In vitro and in vivo gene delivery using a lentiviral vector

The delivery of antiarthritic genes to the synovial lining of joints is an effective strategy for the treatment of experimental models of rheumatoid arthritis (RA). Moreover, in two clinical studies it has proved possible to transfer the human interleukin-1 receptor antagonist (hIL-1Ra) cDNA to human rheumatoid joints. These protocols, however, utilized an ex vivo approach to gene delivery. While useful for establishing proof of concept, ex vivo methods do not lend themselves well to widespread clinical application. For this reason, we are devoting increasing attention to developing clinically acceptable in vivo methods of gene delivery to synovium.

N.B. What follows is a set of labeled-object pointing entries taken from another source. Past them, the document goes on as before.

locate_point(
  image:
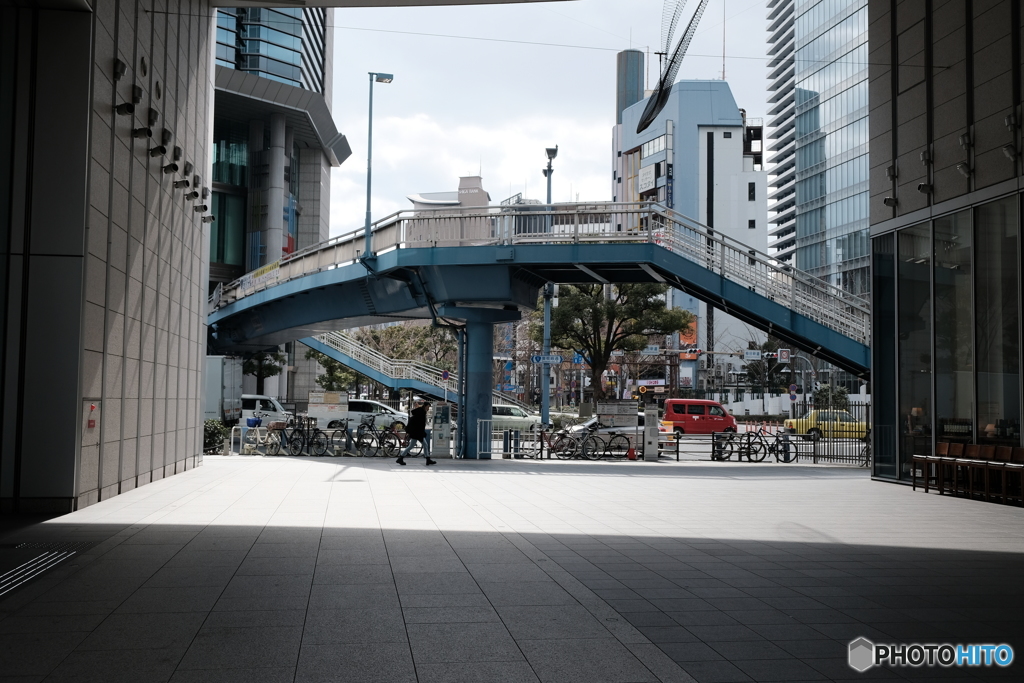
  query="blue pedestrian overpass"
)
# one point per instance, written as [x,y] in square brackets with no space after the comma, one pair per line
[485,265]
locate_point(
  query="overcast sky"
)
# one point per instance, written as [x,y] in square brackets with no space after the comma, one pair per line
[460,107]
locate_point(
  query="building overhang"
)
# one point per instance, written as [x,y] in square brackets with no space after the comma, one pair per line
[242,96]
[366,3]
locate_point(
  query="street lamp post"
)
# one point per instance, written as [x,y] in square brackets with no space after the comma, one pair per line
[548,294]
[379,78]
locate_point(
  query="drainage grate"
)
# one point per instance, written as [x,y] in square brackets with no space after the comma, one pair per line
[52,555]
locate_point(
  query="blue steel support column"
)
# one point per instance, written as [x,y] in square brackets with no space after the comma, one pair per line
[479,356]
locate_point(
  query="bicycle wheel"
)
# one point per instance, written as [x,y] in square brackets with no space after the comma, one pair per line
[273,442]
[725,447]
[593,447]
[296,442]
[619,446]
[756,451]
[318,442]
[564,446]
[785,451]
[390,445]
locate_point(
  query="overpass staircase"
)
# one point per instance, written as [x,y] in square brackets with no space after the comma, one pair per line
[394,373]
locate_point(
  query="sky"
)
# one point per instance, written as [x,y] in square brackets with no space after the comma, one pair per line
[544,74]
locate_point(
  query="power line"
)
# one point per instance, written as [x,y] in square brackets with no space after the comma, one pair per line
[563,45]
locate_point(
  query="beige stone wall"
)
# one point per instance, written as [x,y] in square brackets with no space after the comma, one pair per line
[145,263]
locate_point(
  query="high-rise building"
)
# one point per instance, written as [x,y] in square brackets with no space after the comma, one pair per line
[817,138]
[947,184]
[274,142]
[702,158]
[284,44]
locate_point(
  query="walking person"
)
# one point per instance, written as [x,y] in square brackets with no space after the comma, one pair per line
[417,431]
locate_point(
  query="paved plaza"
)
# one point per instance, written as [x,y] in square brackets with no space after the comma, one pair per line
[280,569]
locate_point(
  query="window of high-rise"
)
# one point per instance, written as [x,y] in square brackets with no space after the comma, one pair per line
[818,138]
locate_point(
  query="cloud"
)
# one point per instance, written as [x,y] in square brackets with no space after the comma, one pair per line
[421,154]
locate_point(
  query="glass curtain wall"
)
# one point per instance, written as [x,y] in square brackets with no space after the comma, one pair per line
[913,268]
[954,329]
[884,360]
[997,327]
[946,335]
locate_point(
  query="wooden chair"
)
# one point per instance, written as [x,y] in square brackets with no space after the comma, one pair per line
[962,468]
[1003,457]
[1016,468]
[947,465]
[926,462]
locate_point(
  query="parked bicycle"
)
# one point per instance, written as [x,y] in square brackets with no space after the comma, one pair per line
[257,436]
[371,440]
[302,433]
[754,445]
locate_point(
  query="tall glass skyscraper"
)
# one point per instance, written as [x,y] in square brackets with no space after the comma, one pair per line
[818,138]
[286,45]
[273,146]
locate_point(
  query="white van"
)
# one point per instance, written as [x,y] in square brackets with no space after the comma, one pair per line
[268,408]
[384,416]
[513,417]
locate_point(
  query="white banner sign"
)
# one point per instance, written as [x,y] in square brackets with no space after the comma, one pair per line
[646,179]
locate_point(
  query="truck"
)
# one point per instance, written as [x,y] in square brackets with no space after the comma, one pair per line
[222,399]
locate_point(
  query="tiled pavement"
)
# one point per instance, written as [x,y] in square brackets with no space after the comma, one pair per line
[327,569]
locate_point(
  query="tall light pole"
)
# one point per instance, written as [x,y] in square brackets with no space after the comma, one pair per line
[548,294]
[379,78]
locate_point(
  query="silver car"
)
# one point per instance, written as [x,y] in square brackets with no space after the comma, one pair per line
[513,417]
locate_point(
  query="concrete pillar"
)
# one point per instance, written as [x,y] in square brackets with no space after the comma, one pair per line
[273,229]
[479,353]
[255,221]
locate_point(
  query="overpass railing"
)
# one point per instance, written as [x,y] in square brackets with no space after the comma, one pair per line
[402,370]
[576,223]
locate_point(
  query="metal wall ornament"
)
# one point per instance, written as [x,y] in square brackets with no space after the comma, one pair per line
[670,17]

Because chronic conditions such as RA will probably require extended periods of intra-articular gene expression, integrating vectors are more attractive. In preclinical experiments, two such vectors, adeno-associated virus and high-titer Moloney-based retrovirus, have shown promise for in vivo gene delivery to synovium. Lentiviral vectors also possess favourable properties in this regard, but there are no published data on their suitability for in vivo gene delivery to joints. Here we report preliminary data from the use of lentiviruses to deliver genes to articular tissues.

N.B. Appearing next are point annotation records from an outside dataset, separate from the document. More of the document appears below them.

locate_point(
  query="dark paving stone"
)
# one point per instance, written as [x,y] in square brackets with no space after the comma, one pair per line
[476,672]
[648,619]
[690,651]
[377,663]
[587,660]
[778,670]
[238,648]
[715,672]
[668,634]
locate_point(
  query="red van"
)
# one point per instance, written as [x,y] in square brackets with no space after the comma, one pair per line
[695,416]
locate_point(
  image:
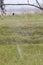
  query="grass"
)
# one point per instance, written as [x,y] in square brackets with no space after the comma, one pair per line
[25,31]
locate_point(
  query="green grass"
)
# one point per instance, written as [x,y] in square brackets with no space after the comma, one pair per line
[25,31]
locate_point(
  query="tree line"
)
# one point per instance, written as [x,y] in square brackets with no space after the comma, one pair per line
[2,5]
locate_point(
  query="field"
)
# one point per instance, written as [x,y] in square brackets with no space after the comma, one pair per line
[21,39]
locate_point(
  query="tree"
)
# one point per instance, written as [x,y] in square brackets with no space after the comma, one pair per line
[2,5]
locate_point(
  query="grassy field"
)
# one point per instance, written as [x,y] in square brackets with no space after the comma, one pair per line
[21,40]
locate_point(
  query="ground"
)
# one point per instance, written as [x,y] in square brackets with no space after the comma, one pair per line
[21,39]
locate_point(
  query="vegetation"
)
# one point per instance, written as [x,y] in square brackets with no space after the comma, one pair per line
[21,35]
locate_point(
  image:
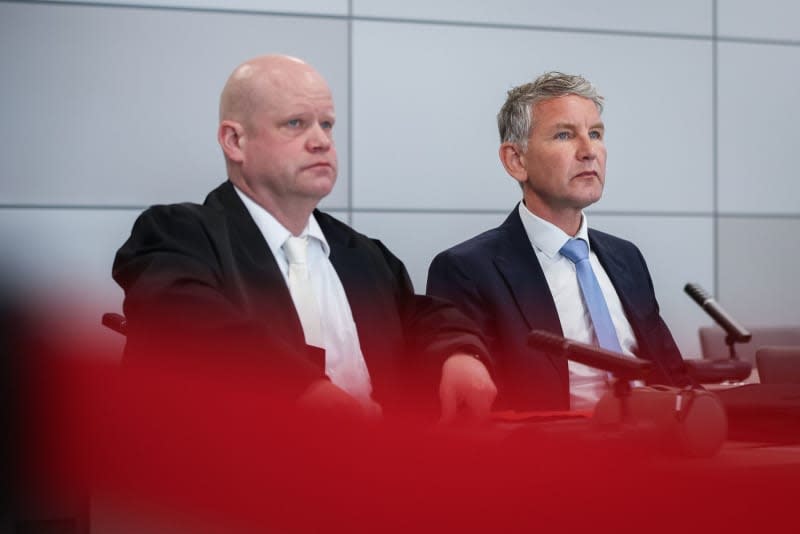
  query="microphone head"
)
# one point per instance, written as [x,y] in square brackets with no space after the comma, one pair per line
[697,293]
[546,340]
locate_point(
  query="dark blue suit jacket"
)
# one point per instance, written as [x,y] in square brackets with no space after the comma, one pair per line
[496,279]
[201,282]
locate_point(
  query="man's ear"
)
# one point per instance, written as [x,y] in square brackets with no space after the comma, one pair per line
[513,160]
[232,140]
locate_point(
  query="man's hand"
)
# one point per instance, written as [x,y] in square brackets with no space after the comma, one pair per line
[323,397]
[465,382]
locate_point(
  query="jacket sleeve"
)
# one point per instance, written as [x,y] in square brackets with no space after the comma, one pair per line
[181,307]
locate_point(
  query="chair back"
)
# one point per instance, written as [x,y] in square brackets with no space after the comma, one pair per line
[713,347]
[778,365]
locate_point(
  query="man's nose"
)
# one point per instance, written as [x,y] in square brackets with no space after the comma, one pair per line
[587,147]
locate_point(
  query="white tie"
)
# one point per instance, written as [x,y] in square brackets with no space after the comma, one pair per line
[302,291]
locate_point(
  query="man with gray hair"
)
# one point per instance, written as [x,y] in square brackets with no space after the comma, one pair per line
[544,269]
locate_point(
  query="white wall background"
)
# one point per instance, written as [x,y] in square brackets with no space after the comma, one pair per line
[110,106]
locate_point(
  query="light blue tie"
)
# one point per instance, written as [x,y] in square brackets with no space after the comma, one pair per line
[577,251]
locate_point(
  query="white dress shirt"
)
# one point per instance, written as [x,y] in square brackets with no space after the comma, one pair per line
[344,361]
[586,384]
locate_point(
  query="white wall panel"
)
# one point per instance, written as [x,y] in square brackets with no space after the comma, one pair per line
[758,118]
[758,269]
[416,238]
[425,99]
[764,19]
[681,16]
[119,106]
[326,7]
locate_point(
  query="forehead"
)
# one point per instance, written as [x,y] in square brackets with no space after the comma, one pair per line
[296,92]
[570,109]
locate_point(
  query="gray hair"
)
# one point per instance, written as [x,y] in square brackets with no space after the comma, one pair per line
[515,120]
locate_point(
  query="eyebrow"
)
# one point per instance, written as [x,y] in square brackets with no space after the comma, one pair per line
[572,126]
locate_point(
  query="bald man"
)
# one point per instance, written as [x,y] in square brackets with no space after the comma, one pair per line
[257,272]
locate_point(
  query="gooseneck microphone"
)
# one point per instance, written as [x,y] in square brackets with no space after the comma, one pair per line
[622,367]
[736,332]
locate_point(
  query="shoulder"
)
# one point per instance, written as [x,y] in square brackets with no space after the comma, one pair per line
[610,241]
[177,219]
[480,248]
[339,232]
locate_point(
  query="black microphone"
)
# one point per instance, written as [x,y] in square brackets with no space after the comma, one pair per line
[735,331]
[622,367]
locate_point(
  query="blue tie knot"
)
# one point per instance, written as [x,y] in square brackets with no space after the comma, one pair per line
[576,250]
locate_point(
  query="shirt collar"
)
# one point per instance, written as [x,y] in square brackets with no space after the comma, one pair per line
[547,237]
[274,232]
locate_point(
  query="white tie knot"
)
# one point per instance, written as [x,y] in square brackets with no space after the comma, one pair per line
[296,250]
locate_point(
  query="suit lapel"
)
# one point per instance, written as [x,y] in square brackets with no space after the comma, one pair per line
[517,263]
[258,273]
[618,273]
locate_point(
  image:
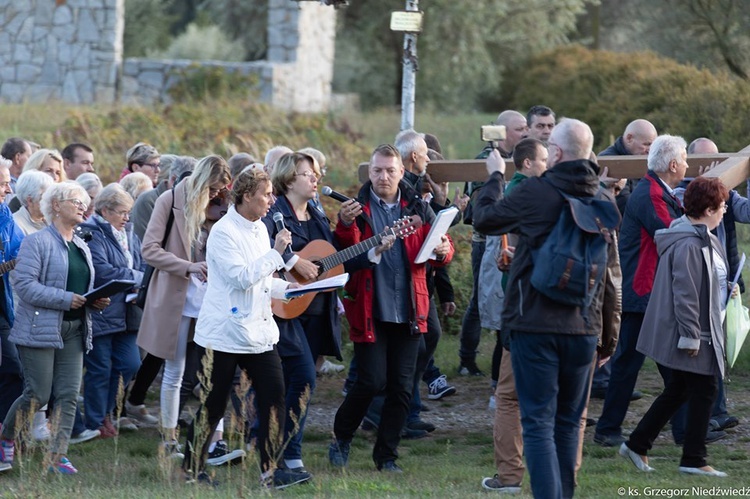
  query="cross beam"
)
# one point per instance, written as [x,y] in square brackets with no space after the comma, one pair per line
[733,168]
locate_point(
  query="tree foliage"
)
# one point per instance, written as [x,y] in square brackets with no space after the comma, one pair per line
[607,90]
[708,33]
[462,52]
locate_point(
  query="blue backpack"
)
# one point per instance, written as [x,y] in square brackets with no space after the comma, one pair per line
[570,264]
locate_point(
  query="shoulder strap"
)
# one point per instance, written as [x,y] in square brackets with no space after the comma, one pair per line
[170,221]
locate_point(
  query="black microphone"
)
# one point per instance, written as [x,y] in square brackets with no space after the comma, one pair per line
[327,191]
[278,219]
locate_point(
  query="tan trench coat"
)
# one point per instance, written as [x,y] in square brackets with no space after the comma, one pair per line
[169,284]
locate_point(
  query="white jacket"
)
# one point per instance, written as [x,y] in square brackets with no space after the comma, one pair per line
[236,314]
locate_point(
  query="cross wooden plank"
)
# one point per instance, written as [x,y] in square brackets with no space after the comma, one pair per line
[733,168]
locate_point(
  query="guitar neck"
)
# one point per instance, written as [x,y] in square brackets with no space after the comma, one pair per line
[344,255]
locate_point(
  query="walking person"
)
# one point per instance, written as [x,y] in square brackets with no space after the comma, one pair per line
[682,328]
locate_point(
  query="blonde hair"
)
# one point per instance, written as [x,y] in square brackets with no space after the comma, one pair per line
[37,161]
[209,170]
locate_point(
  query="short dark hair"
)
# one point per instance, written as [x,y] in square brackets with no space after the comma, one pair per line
[387,150]
[704,193]
[69,152]
[433,143]
[13,146]
[248,181]
[538,110]
[526,149]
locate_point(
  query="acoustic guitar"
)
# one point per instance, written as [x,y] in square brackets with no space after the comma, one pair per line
[331,262]
[6,267]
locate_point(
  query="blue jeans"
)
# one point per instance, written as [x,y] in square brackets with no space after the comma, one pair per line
[471,326]
[626,364]
[552,374]
[389,364]
[114,356]
[299,376]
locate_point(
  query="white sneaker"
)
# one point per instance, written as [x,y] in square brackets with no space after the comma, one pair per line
[328,367]
[140,413]
[126,424]
[40,431]
[84,436]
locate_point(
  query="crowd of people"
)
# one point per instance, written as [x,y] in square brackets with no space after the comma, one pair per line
[215,245]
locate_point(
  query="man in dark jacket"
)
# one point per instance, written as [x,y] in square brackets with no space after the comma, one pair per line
[553,346]
[652,206]
[386,305]
[635,140]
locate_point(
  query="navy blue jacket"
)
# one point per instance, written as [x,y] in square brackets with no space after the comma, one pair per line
[291,333]
[110,263]
[11,237]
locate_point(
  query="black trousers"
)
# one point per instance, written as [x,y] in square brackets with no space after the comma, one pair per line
[387,364]
[699,391]
[267,378]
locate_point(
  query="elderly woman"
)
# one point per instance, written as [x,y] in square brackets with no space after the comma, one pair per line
[236,325]
[93,185]
[317,331]
[136,184]
[143,158]
[46,161]
[682,328]
[53,324]
[179,281]
[29,189]
[114,359]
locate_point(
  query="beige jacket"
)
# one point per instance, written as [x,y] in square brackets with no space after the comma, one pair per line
[169,284]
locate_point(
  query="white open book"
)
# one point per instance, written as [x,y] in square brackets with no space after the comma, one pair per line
[440,226]
[328,284]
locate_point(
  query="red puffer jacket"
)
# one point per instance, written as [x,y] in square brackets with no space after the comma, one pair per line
[358,300]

The recent generation of packaging systems able to produce high titers of replication-incompetent HIV-based retroviruses, and the pseudotyping of lentiviral vectors with the vesicular stomatitis virus G-protein (VSV-G) which increase the target cell range and allow concentration by centrifugation have facilitated these studies. In culture we have found that human synoviocytes, and both human and rat chondrocytes were efficiently transduced by high titer (>10⁹ pfu/ml) of VSV-G pseudotyped HIV-1-based lentiviral vectors containing the β-galactosidase gene (lacZ). Similar patterns of expression were observed using rabbit synovial fibroblast line, HIG-82, murine 3T3 cells, and primary cultures of rat skin cells. Direct, intra-articular gene delivery was performed by injecting similar lentiviral preparations into the knees of Wistar rats. Histological analyses of the knee joints revealed the expression of lacZ in the synovial membrane for at least one week following injection. No lacZ staining was observed following the injection of empty viruses. Based on the ability to successfully deliver and express the lacZ marker gene in synoviocytes in culture and in the synovial lining in vivo, a recombinant vector containing hIL-1Ra has been constructed and is being evaluated.